Almost in parallel, Tesla has hinted that it is “significantly reducing cobalt content” across its entire range of batteries used for all vehicle types, including its latest development, the Tesla Semi unveiled late last year.
Panasonic’s senior vice president Kenji Tamura – the man in charge of its energy business – weighed in with comments that further indicating cobalt may soon be replaced by alternatives.
“We have already cut down cobalt usage substantially,” said Mr Tamura. “We are aiming to achieve zero usage in the near future, and development is underway,” although the company has not specified exactly what materials it plans to use as a replacement for cobalt.
Most industry analysts concur it is likely to be nickel (for the time being) although other exotic technologies using vanadium, zinc and even graphene, could potentially come to the fore as research and development continues.
Battery makers sing the cobalt blues
Cobalt is currently used as a specialty ingredient in the manufacture of precision parts in aircraft, industrial machinery and other tools.

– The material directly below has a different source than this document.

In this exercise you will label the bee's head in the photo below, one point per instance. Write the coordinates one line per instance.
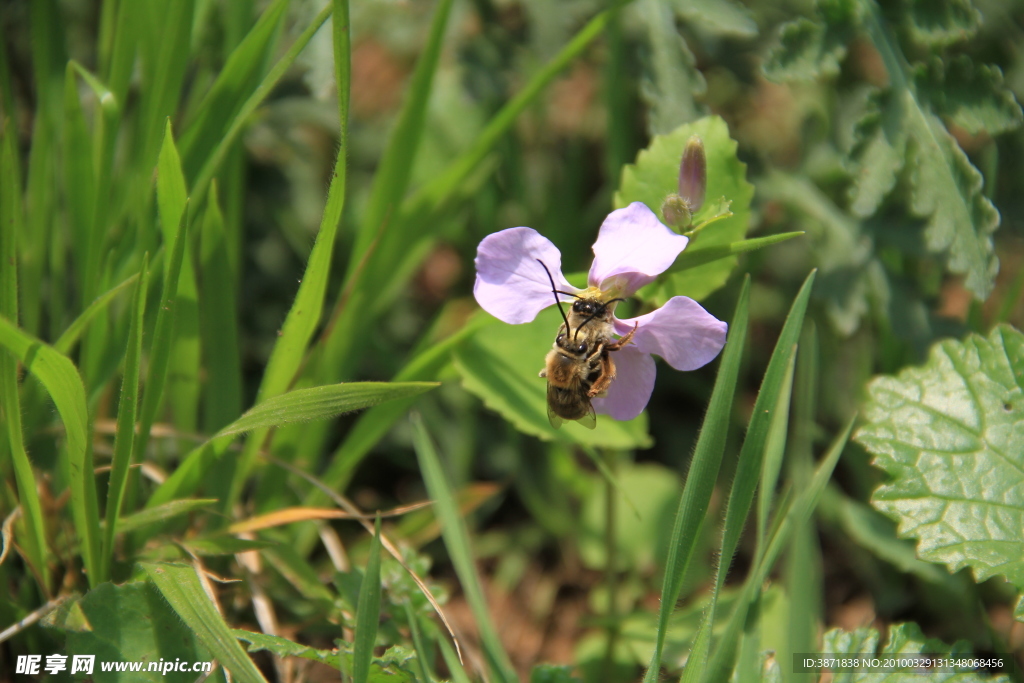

However, by far the largest source of demand has been lithium-ion batteries.
According to industry analysts, the most popular type of lithium-ion battery uses cobalt, nickel and manganese but only cobalt prices have risen sharply because of its relative rarity. Cobalt is mined as a by-product in most mines with very few pure cobalt mines operational anywhere in the world.

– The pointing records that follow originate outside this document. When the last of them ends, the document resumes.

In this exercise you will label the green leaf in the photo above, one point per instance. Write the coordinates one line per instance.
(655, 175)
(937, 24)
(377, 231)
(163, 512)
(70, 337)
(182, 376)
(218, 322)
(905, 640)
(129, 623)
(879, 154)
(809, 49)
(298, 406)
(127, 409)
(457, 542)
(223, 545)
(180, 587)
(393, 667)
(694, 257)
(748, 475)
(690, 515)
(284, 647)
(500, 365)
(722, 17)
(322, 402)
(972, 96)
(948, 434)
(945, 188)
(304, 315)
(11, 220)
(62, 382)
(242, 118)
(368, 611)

Incentivised by rising prices of lithium, cobalt and graphite (the three major components of lithium batteries) several manufacturers have begun to study alternative cathode formulas that use more nickel and less cobalt.
The standard recipe for the preferred nickel-manganese-cobalt (NMC) lithium-ion batteries consists of 60% nickel, 20% manganese and 20% cobalt.
Some companies such as SK Innovation in Korea, potentially Panasonic and several other Asian manufacturers are looking into augmenting this 6:2:2 ratio into an 8:1:1 alternative which puts greater emphasis on nickel rather than cobalt.
For a new energy future to emerge, the future supply of lithium, graphite and cobalt is expected to rise substantially in order to facilitate growing battery production by the likes of Panasonic and Tesla – but cobalt’s sharp appreciation has forced battery makers into devising alternatives, and it’s not only for economic reasons.
The world’s largest supplier of cobalt Glencore and the largest cobalt mine in the world based in the Democratic Republic of Congo (DRC) has run into political and ethical problems that have only added to dwindling supply worries.
The DRC has found itself embroiled in questionable internal politics, mining law changes and human rights abuses that have soured sentiment amongst large manufacturers such as Apple and Panasonic. Both companies have publicly denounced the DRC, as a non-viable source for the raw materials in their products.
The sharp increases in cobalt and lithium demand in recent years has put pressure on production supply routes and brought to the surface an unsightly problem bellowing in the underbelly of African resource exploration: an unstable political climate with debilitating effects of civil war, poor living conditions and archaic mining standards.
As a result of the complex picture in the DRC and continuing cobalt price inflation, cobalt explorers and miners could be in danger of seeing their chosen resource losing its energy storage market potency – although it’s still early days to say which form of battery technology will ultimately rule the roost in the years to come.